Doppeltagebuch 1989/2009- 6. November

Stasi-Chef Mielke ordnet die Aktenvernichtung an. Von nun an laufen Schredder und Öfen auf Hochtouren, um kompromittierendes Material zu vernichten. Mielke ahnt also, dass es mit der DDR zu Ende geht. Er weiß um die kriminellen Delikte seines Ministeriums und versucht alles, um dies vor der Öffentlichkeit geheim zu halten.
In Dresden haben Bezirksparteichef Modrow und Oberbürgermeister Berghofer noch nicht aufgegeben, sich an die Spitze der Bewegung setzen zu wollen. Die Gruppe der 20 hat sich im Rathaus festgesetzt. Das nutzen die beiden SED-Politiker aus und bieten der Gruppe an, bei der Organisation der abendlichen Demonstration behilflich zu sein und Ordner zur Verfügung zu stellen. Dafür wollen beide mitmarschieren dürfen. So kommt es, dass an der Spitze von 100 000 Dresdenern Modrow und Berghofer marschieren, neben der Gruppe der 20. Sofort verkündet der Rundfunk, die SED-Politiker hätten sich an die Spitze der Reformbewegung gesetzt. Das wird von den Demonstranten nicht akzeptiert. Die Parole des Abends lautet: „8-9-10- SED kann gehn!“.
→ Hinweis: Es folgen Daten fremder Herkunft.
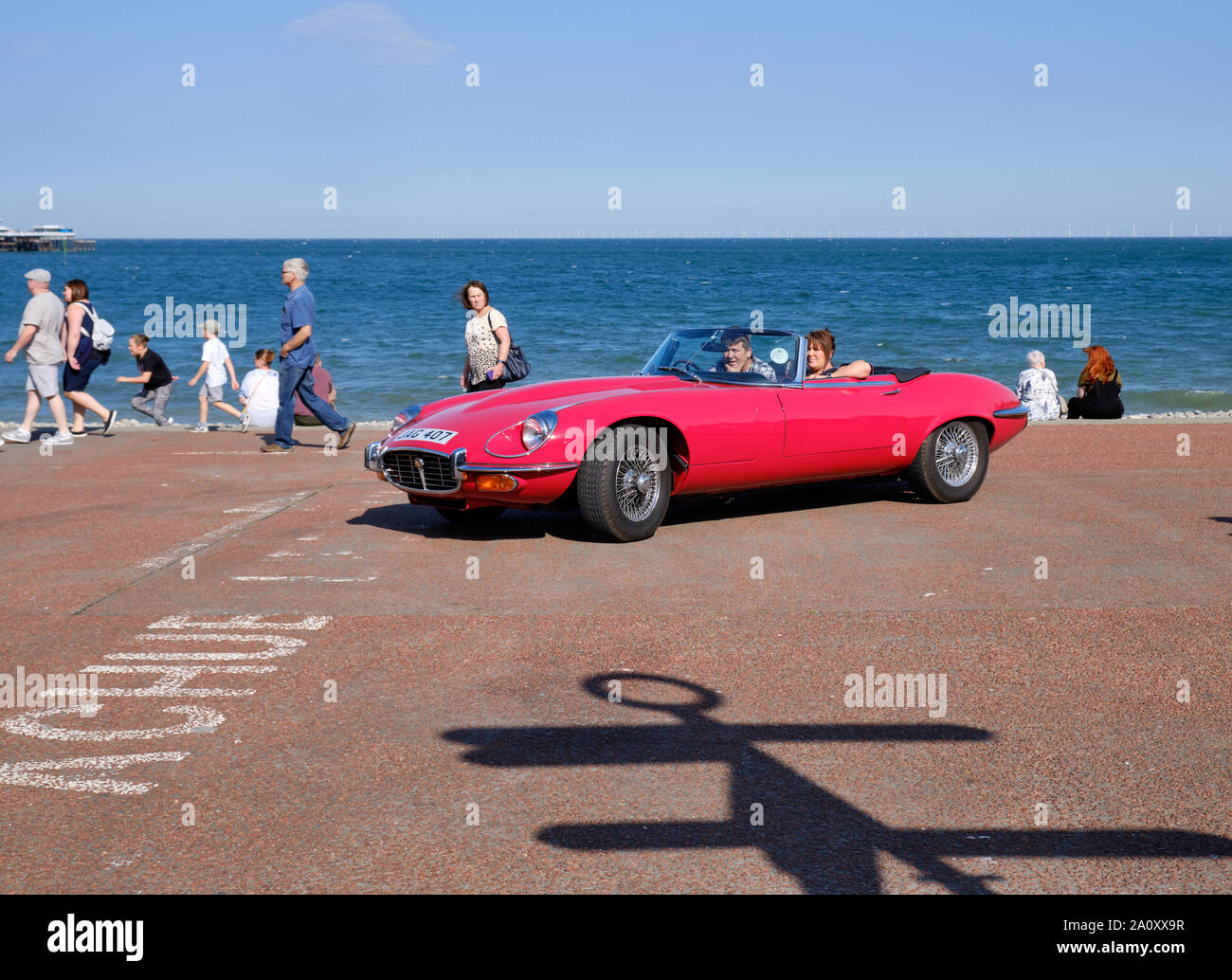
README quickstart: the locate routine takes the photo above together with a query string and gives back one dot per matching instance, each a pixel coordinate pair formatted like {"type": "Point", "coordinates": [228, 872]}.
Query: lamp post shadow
{"type": "Point", "coordinates": [826, 844]}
Den Politbürokraten dämmert inzwischen , dass die SED gehen muss, wenn es keine Hilfe in letzter Sekunde gibt. Die Schwierigkeiten, in denen sie steckt, werden mit jeden Tag größer. Bei seinem Machtantritt hatte Krenz beim DDR-Planungschef Gerhard Schürer eine Studie über den Zustand der Volkswirtschaft in Auftrag gegeben. Das Ergebnis ist verheerend. Die DDR ist bankrott. Bei seinem jüngsten Besuch in Moskau war Krenz von Gorbatschow jede finanzielle Hilfe verweigert worden. Es bleibt als Ausweg nur, sich, wie so oft, an den Klassenfeind zu wenden, obwohl Krenz in den vergangenen Tagen mit verbalen Ausfällen gegen die Regierung Kohl nicht gerade zurückhaltend war. Die Allzweckwaffe der SED-Oberen, Devisenbeschaffer Schalck-Golodkowski, wird auf eine Eilmission nach Bonn geschickt, wo er mit Kanzleramtsminister Seiters und Innenminister Schäuble verhandeln darf. Schalck schildert die verzweifelte Lage und fordert einen 13-Milliarden- Kredit , sozusagen als Finanzhilfe aus Bonn für die SED-„Reformer“. Schon immer hatte sich die DDR so genannte „menschliche Erleichterungen“wie Häftlingsfreikäufe und Lockerung der Reiserestriktionen gut bezahlen lassen. Bereits 1983 und 1984 retteten zwei Milliardenkredite die DDR vor dem Offenbarungseid. Warum nicht ein drittes Mal? Aber Bundeskanzler Kohl verabschiedet sich von der Politik der geräuschlosen Hilfe für die SED- Regierung. Er stellt diesmal Bedingungen: Aufgabe des Machtmonopols der SED, Zulassung der Opposition und freie Wahlen in einem überschaubaren Zeitraum. Diese Forderungen übermittelt Schalck an Krenz, während Kohl, Schäuble und Seiters noch in der Nacht eine Passage über den Zustand der DDR-Wirtschaft in den bereits fertig gestellten „Bericht der Bundesregierung zur Lage der Nation im geteilten Deutschland“ einfügen, die den Politikwechsel öffentlich machen wird.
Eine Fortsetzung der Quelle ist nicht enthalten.